The 'Help Me I'm Drowning Seminar' on foreclosures was presented by National and Local Media Legal Analyst, Las Vegas Attorney Robert Massi. This free and informative seminar was held at the Paseo Verde Library in the Green Valley Ranch community in Henderson.
Las Vegas locals will know Bob from his radio show, "Your Legal Hour with Bob Massi," that airs every Wednesday from noon to 1 PM on KDOX 1280 AM, or his news interview appearances and "Inside the Law" on Fox 5 Las Vegas Mondays at 4:45 PM and Wednesdays at 7:45 AM. He has been a national media legal analyst for 20 years, and has been with FOX since 1995.

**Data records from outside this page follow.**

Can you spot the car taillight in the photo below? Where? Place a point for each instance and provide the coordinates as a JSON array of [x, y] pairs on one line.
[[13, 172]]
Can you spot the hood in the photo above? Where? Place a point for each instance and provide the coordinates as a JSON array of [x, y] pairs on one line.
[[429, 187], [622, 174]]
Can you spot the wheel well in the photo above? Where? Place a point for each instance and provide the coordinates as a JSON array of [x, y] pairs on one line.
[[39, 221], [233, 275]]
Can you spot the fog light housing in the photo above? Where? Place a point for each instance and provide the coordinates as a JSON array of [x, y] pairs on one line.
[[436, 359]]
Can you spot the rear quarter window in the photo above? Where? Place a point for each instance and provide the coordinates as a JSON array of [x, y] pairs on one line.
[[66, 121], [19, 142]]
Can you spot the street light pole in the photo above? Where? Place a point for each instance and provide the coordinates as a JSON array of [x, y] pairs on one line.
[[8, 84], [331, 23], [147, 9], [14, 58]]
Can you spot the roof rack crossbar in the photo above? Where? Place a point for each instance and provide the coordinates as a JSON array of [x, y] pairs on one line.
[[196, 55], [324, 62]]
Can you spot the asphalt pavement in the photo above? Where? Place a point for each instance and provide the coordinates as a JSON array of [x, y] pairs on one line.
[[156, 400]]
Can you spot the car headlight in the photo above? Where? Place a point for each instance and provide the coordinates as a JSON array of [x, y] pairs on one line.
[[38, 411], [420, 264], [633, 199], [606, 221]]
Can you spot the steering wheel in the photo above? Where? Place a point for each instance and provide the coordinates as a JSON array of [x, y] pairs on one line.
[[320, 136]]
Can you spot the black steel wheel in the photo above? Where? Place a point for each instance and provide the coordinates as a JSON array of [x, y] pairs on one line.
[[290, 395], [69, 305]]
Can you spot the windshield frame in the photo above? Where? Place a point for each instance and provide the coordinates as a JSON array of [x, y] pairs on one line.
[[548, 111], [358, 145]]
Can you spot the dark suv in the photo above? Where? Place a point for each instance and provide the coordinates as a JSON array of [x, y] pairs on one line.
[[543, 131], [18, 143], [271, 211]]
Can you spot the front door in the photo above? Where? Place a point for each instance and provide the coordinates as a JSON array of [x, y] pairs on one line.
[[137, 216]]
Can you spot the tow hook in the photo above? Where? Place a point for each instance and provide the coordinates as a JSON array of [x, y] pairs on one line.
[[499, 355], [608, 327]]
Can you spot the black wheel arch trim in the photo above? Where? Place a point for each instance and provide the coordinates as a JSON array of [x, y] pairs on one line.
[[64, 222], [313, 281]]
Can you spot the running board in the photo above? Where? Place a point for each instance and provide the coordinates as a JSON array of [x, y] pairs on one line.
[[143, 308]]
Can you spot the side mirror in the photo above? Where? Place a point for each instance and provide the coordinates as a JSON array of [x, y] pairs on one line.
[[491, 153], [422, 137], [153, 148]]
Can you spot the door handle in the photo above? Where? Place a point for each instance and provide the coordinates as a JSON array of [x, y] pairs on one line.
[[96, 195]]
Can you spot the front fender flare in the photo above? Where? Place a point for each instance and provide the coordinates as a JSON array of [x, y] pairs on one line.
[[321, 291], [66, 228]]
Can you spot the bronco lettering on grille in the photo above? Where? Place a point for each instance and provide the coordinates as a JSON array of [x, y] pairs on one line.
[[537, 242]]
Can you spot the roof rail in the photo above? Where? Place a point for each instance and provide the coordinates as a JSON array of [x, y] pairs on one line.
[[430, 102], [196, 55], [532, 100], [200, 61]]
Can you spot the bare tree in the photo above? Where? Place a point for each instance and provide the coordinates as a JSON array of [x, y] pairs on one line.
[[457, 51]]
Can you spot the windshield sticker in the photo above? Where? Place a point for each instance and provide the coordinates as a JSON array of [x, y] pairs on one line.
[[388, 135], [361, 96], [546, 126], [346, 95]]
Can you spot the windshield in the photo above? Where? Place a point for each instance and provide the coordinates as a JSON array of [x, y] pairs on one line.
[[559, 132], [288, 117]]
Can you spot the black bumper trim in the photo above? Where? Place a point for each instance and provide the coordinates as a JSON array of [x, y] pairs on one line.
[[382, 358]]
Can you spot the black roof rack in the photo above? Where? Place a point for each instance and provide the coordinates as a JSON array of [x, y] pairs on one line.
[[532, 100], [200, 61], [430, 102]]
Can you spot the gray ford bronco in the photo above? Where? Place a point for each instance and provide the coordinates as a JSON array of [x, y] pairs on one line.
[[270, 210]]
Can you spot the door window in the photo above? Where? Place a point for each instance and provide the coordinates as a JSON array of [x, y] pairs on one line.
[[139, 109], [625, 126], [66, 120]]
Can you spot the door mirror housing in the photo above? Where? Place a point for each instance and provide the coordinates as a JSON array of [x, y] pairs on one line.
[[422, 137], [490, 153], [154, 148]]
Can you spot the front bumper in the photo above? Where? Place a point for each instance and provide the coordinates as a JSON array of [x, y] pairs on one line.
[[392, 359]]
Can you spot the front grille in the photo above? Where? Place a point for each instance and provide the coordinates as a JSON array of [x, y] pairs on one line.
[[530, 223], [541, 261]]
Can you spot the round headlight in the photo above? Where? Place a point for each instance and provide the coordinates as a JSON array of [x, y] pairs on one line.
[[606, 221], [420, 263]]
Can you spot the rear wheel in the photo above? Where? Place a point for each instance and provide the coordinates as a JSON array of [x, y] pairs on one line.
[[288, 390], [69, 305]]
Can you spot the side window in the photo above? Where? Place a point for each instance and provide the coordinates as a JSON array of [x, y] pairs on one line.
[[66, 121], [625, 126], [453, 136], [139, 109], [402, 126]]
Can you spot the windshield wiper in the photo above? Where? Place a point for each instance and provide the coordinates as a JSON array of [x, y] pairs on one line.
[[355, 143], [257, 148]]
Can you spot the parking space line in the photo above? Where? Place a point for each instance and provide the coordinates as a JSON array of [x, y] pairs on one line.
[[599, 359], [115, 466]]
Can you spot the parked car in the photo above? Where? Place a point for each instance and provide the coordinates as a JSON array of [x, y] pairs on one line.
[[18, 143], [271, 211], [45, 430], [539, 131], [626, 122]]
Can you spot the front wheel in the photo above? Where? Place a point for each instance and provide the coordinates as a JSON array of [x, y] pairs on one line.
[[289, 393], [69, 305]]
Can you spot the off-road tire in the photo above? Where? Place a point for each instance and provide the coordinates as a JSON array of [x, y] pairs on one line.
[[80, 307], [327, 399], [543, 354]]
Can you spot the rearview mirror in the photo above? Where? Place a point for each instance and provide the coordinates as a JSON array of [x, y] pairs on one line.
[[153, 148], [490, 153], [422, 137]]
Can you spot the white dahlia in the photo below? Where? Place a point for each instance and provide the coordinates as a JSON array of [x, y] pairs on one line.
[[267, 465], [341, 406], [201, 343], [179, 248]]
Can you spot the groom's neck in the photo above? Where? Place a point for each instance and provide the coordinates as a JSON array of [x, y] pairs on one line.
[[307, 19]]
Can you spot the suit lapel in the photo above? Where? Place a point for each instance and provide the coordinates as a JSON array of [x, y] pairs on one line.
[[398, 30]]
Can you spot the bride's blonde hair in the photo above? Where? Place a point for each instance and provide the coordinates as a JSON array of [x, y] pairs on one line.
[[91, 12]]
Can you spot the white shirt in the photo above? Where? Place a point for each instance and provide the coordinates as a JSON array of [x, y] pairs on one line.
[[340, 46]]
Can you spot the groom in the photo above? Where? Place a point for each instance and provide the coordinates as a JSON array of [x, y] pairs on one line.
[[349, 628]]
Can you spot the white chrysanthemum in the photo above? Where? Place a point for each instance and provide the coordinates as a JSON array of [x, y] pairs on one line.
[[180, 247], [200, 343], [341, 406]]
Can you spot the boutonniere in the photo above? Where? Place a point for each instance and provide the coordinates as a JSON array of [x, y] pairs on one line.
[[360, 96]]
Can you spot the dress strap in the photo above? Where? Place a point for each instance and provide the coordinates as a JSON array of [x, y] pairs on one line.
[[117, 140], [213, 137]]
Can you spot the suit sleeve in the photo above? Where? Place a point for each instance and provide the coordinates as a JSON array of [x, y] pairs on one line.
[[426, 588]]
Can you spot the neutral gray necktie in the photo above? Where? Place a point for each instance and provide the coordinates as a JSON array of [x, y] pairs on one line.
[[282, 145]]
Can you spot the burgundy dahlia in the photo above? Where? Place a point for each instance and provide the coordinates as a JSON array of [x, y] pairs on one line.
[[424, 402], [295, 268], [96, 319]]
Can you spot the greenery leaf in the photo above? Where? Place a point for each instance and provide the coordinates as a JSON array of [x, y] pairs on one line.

Bob has been a practicing Attorney in Las Vegas for over 25 years. In addition to Real Estate, his areas of specialty include Business Law, Personal Injury, Wills, Trusts, and Probate, and Legal Consultation. He currently plans to have continuing legal seminars on a variety of topics, including one for real estate agents, at locations throughout the valley. In addition to tonight's community service seminar on foreclosures, he also provided everyone with a printed copy of the information presented, along with a CD of some other legal tips.
While you need to personally consult with an Attorney for specific legal advise, Bob wanted to give a general overview of the rights, options, and issues of homeowners facing foreclosures. He started with an explanation of the Nevada foreclosure process, it's general timeline, and the effects of 2nd or junior lienholders and other title actions. He not only gave his 'real world' observations of what is actually taking place, he included video interviews with other experts in industry related fields. Some of them were also on hand to answer questions.
Other topics included Forbearance Agreements, Loan Modifications, Bankruptcy, Short Sales, Deed in Lieu of Foreclosure, and selling on Assumption. Both he and his panelists offered their explanation and opinions of each subject, when they might be appropriate, and the down and upside of using them.
While these are available potential remedies, you need to determine which will be the best course of action in any given personal situation. Bob also mentioned that even though these helps are available, homeowners have to be realistic. If they only provide a temporary reprieve, it may be better to accept the foreclosure and prepare to move on.
One strong suggestion was, with the exception of REALTOR® commissions for a short sale, homeowners shouldn't pay for help with negotiating with lenders, and should be very cautious of the scams offering help or purchases. Those facing foreclosure can contact their bank themselves, but there is assistance and guidance available from non-profits at no cost. One that I've known, Consumer Credit Counseling Service of Nevada, was not only recommended, but represented in the expert panel interviews. More free help and foreclosure information, both in Nevada and nationwide, is available at HUD Guide to Avoiding Foreclosure.
Bob was very honest and addressed the reality of all these available remedies with lenders or the legal system. While often worth pursuing, the truth is they may not always work. It may depend on the individual's situation, and the particular lender they're dealing with. There is no cut-and-dried sure-fire fix, and talking with one person then another within the same lender can bring a different result. Speaking with Bob after the seminar, he told me he's experienced what has happened with many real estate agents. He had a client's signed short sale agreement, and the bank foreclosed anyway. That's just how ridiculous the situation has sometimes been, frustrating for all parties involved.
The news wasn't all bad, and the other side of the coin was discussed. Several lenders have recently become more willing to negotiate with distressed homeowners, and the current administration's plans potentially could bring even more on line. Here in Nevada, there may be additional help coming on the state level. A.B. 149, proposed by Assembly Speaker Barbara Buckley, would provide homeowners the right to request mediation for loan modification and delay any foreclosure Trustee Sale until it has been completed. Help for tenants living in a foreclosed property has also been proposed in A.B. 189, an issue I touched upon in my post on Las Vegas Relocation.
Another positive was the general consensus that the Las Vegas housing market has the potential to be one of the first to recover and rebound. This seemed to echo the expectations of National Association of REALTORS® Chief Economist Lawrence Yun. He made his comments while addressing the Rocky Mountain Regional Conference the day before at Green Valley Ranch Resort, which is coincidentally just across the street from this seminar's location.
Besides appreciating him as a fellow former Pittsburgher like myself, it's easy to admire Bob Massi's service to the community of Las Vegas, as it goes well beyond it. It's his passion to bring the law back to serve the people. His book, "People Get Screwed All The Time", offers real stories of the victims caught up in our legal system, and knowledge of how you can prevent these things from happening to you. You can get an idea of Bob's devotion to making change happen, here at his Windows Media Video.
I'd be lacking if I didn't acknowledge another service to the community. Winchell's Pub & Grill provided the complimentary appetizers for the seminar, and gave everyone a Buy One - Get One Free Entree coupon. Just more examples of the sense of community found here with neighbors helping neighbors, and why the Las Vegas Valley is such a great place to call home.